Unfortunately, while Tendulkar focused on his game, Kambli's attention moved to areas outside cricket. He enjoyed the company of friends who were always around their hero and preferred to spend more time with them, while Tendulkar spent time sharpening his skills. Yet, Kambli would always come back and score runs as much as, or sometimes, even more than his friend.
For such a man, to find his teammate and friend race past him to establish himself as an institution must be shattering. Kambli's earlier remark on a television channel in 2009 that Tendulkar did not help him was nothing but an outpouring of his suppressed emotions. Tendulkar had ensured that he built a wall around him to keep away those friends, including Kambli.
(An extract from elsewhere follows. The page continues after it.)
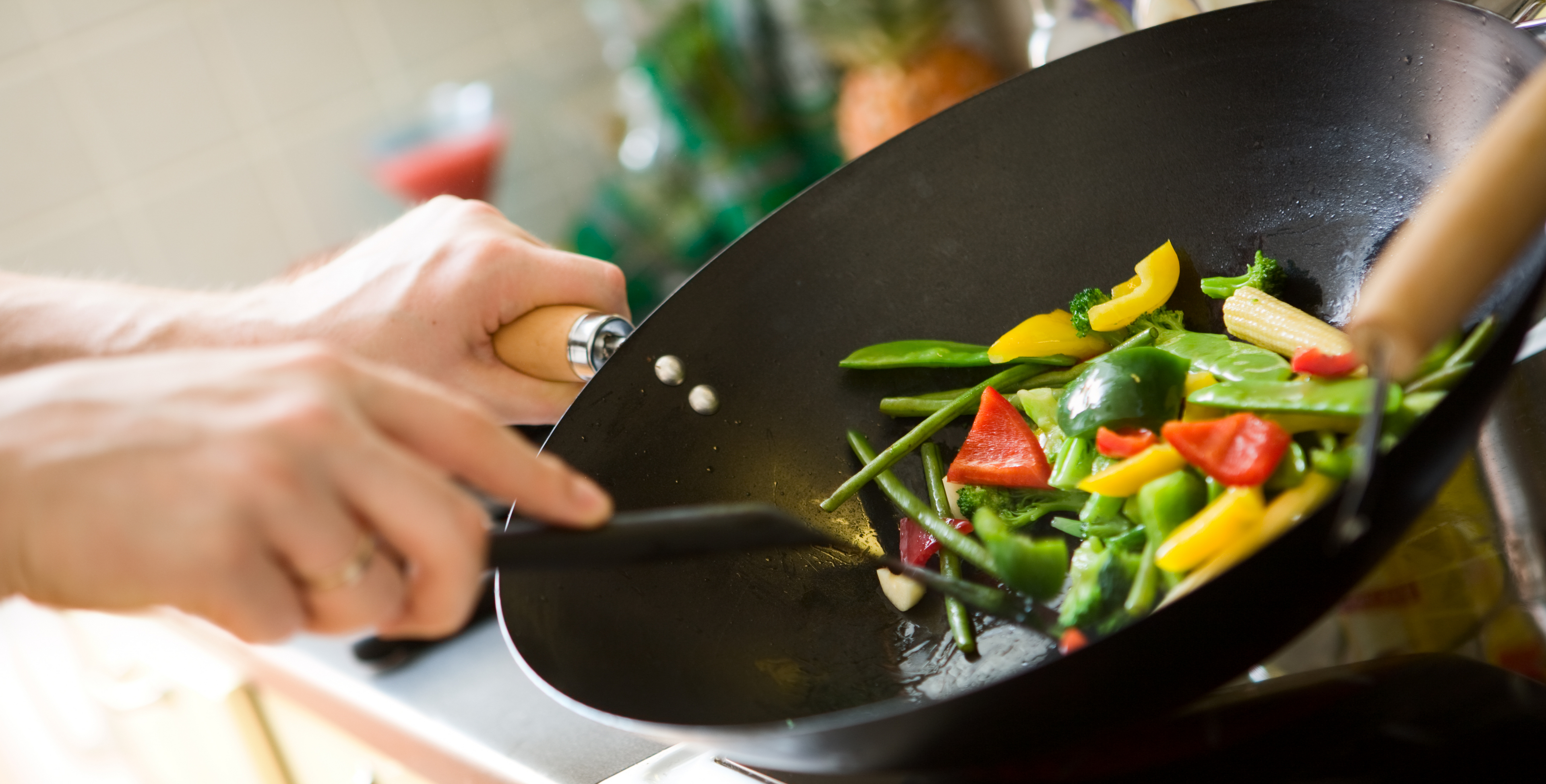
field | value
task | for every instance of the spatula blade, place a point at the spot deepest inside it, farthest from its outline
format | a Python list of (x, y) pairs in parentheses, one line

Hence his ‘complaint' against Tendulkar, which met with only silence from the master batsman, was also seen as a rant.
Kambli's recent remark on the 1996 semi-final as a fixed one is being seen by most as a ‘senile' statement. Sharad Pawar, the International Cricket Council (ICC) president, has remarked that he would have believed the claims had it come from the likes of Sunil Gavaskar, Sourav Ganguly or the coach and team manager Ajit Wadekar. Tendulkar, who had opened the innings in the 1996 semi-final against Sri Lanka and was going great guns till the collapse started, has neither confirmed or denied Kambli's remark.
Kambli has now antagonised all his former colleagues and the Indian cricket board officials at one go.
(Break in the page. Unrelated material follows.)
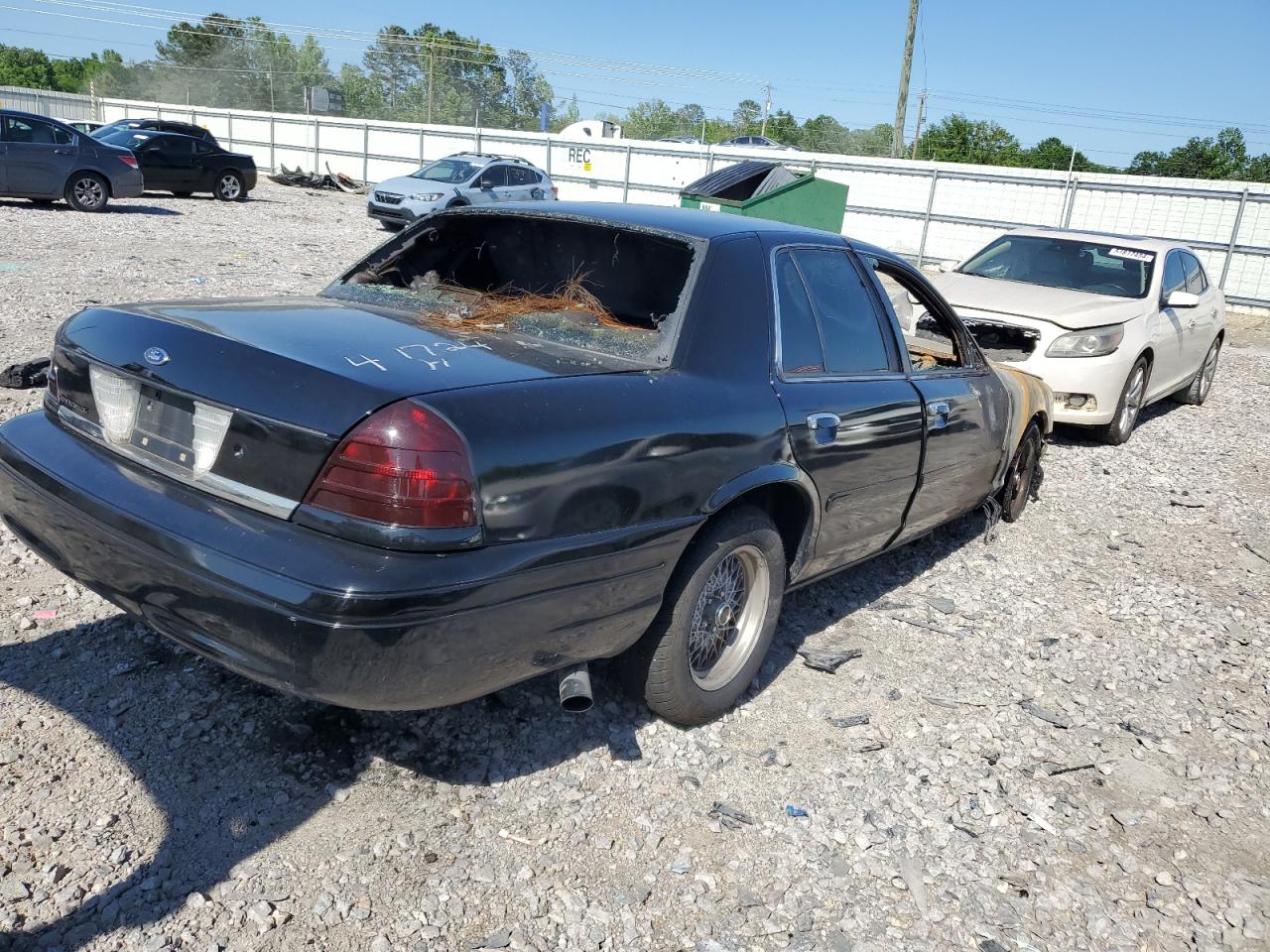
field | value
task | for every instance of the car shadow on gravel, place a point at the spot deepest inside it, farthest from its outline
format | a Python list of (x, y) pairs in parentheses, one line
[(232, 766), (116, 207)]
Is Kambli so naive, so as to destroy any chance of him occupying any cushy position in the Indian cricket board as a former cricketer?
Those who claim he destroyed himself as a cricketer should not forget that his Test match average is a highly impressive 54.20. The least one can do is at least conduct an inquiry into this match.
The allegation that why Kambli remained silent for so long has no substance, because one recently saw Lord Paul Condon, the chief of the ICC's Anti-Corruption and Security Unit (ACSU), confirming after so many years that most of the late 1990's World Cup matches and Test matches were routinely fixed. Are we to believe that Lord Condon's statements too were as rubbish as Kambli's claims?
The degree of a cricketer's success should not be taken as the criteria to measure the veracity of the subject.
After all, both Hansie Cronje and Mohammad Azharuddin — who were banned in connection with match-fixing — were hugely successful as cricketers and captains.